Demo: visurb.drew.hu
Code: github.com/andrewhu/visurb

One of the coolest results from the early days of the deep-learning boom is Word2Vec, which used a single layer neural network to produce word embeddings, which are vectors of numbers representing words. Word2Vec allowed you to do things like perform arithmetic on words, e.g. King - Man + Woman = Queen. You can also visualize the embeddings using a dimensionality reduction method like t-SNE to bring the vectors down from 300D or so to 2D or 3D.

Transformers are a much more versatile and powerful tool for NLP, and they also produce higher quality text embeddings (and they work better on sentences and documents, just just single words). Using the Hugging Face Transformers library, producing embeddings from pretrained models is super easy. I scraped some definitions from the Urban Dictionary, produced text embeddings for each definition then plotted them.
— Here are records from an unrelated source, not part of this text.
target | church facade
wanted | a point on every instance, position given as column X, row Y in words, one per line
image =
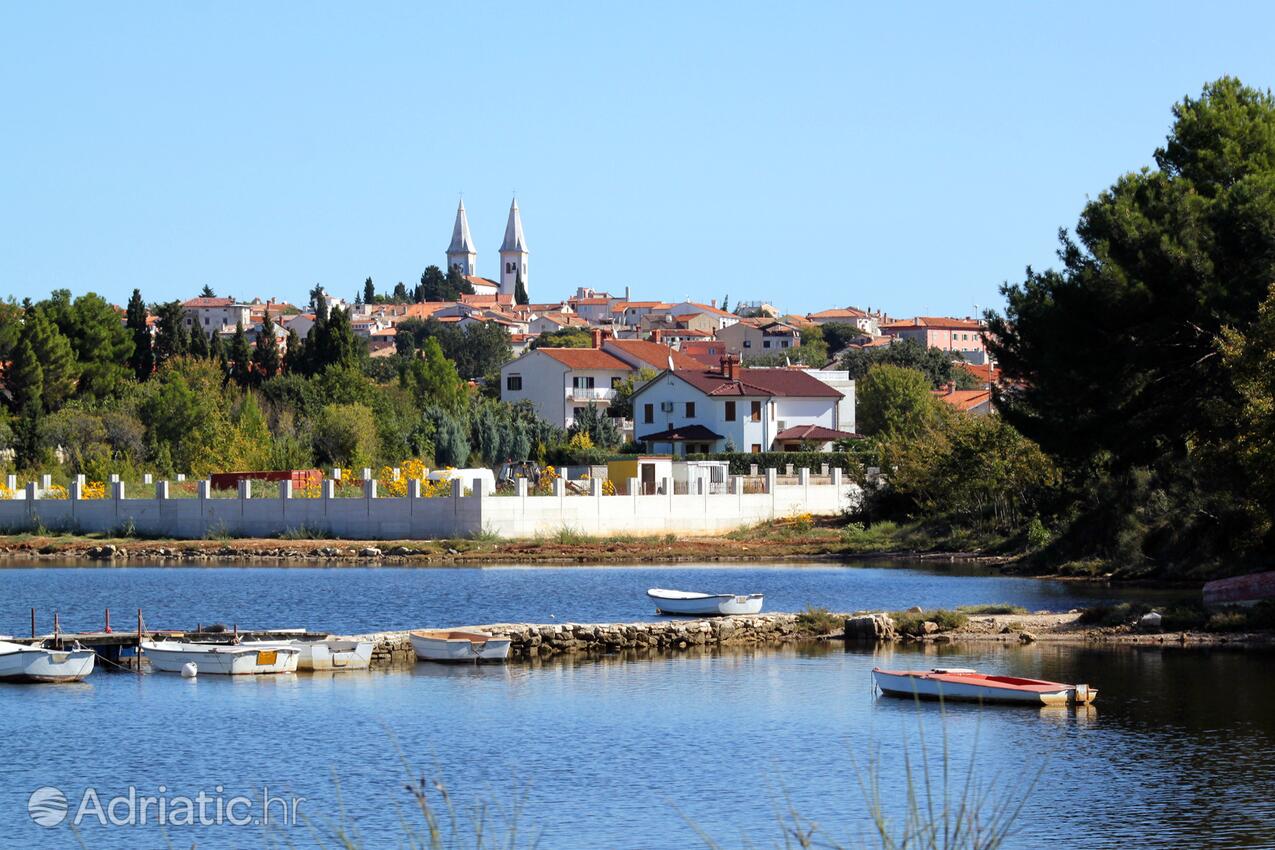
column 463, row 255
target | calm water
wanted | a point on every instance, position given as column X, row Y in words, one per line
column 1178, row 752
column 352, row 599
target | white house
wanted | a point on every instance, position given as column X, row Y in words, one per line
column 213, row 314
column 560, row 382
column 742, row 409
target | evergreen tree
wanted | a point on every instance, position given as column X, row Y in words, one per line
column 198, row 343
column 56, row 358
column 241, row 356
column 172, row 339
column 135, row 321
column 519, row 289
column 265, row 358
column 293, row 352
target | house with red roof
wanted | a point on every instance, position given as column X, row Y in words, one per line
column 560, row 382
column 732, row 408
column 963, row 337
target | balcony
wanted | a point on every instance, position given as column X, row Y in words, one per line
column 589, row 394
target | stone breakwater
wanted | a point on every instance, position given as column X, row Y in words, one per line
column 531, row 640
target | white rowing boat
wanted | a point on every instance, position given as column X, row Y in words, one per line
column 222, row 659
column 22, row 663
column 457, row 645
column 684, row 602
column 334, row 654
column 969, row 686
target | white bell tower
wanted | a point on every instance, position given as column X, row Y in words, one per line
column 462, row 251
column 513, row 254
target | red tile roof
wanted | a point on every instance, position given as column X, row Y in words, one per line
column 814, row 432
column 585, row 358
column 964, row 399
column 783, row 382
column 654, row 354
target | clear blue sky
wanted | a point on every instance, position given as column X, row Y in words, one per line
column 908, row 157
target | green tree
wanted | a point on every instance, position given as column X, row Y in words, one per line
column 135, row 323
column 434, row 379
column 172, row 339
column 893, row 400
column 56, row 358
column 602, row 430
column 198, row 343
column 346, row 435
column 265, row 356
column 241, row 356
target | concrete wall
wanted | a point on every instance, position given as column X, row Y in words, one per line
column 413, row 518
Definition embeddings plotted in 2D

Still, since most definitions on the Urban Dictionary are heavily subjective (e.g. names and horoscopes), the visualization should be viewed as equally subjective. In fact, I really can’t think of any intuitive explanation for why some names might be closer to eachother than others. Though I did manage to get a pretty clear split between male and female names, likely due to the definitions including gender pronouns like “him” or “her”.